かぜにのって、じゅわきのかたちのくもが、あおぞらをながされていく。
かすかにふるえながら、じりりり、じりりり、とけたたましくベルのおとをならしている。
だれかでてやれよ、だれかでたほうがいいんじゃない、みんなくちぐちにそういうが、だれもでかたがわからない。
じりりり、じりりり、かぜにのって、じゅわきのかたちのくもが、あおぞらをながされていく。

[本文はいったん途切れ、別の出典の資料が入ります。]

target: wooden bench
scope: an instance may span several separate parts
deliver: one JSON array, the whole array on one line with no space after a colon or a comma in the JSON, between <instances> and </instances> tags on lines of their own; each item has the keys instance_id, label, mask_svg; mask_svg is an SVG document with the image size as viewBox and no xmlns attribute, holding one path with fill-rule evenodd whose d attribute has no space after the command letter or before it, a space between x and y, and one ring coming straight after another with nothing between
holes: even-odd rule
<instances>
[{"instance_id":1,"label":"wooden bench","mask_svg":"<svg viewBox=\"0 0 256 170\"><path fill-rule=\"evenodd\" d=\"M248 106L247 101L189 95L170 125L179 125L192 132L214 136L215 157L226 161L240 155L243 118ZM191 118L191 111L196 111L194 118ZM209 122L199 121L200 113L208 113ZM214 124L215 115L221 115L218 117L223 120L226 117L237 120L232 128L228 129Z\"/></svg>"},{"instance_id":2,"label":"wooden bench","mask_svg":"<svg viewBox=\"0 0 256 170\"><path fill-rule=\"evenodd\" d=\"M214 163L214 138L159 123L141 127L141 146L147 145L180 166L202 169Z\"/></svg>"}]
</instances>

じゅわきのかたちのくもは、かぜにのって、ちきゅうをぐるりとまわった。
そのあいだ、だれかでてやれよ、だれかでたほうがいいんじゃない、せかいじゅうのひとがくちぐちにそういったが、だれもでようとはしなかった。
ひこうきなんかをつかえばあるいはでられたかもしれないが、でたあとになにをきいて、なにをいえばいいのか、さっぱりわからなかったし、そのせきにんもおいたくなかったのだ。
じゅわきのかたちのくもは、けっきょく、ちきゅうをいっしゅうして、もとのばしょにもどってきた。
そのしゅんかん、ベルのおともぴたりとやんだ。
ひとびとはほっとむねをなでおろした。
だれがなんのためにかけてきたでんわだったのか、すこしのあいだ、いろいろなぎろんがかわされたが、やがてそれもすぐにわすれさられた。
そのとし、ちきゅうでは、れいねんよりもすこしおおくひとがしんだ。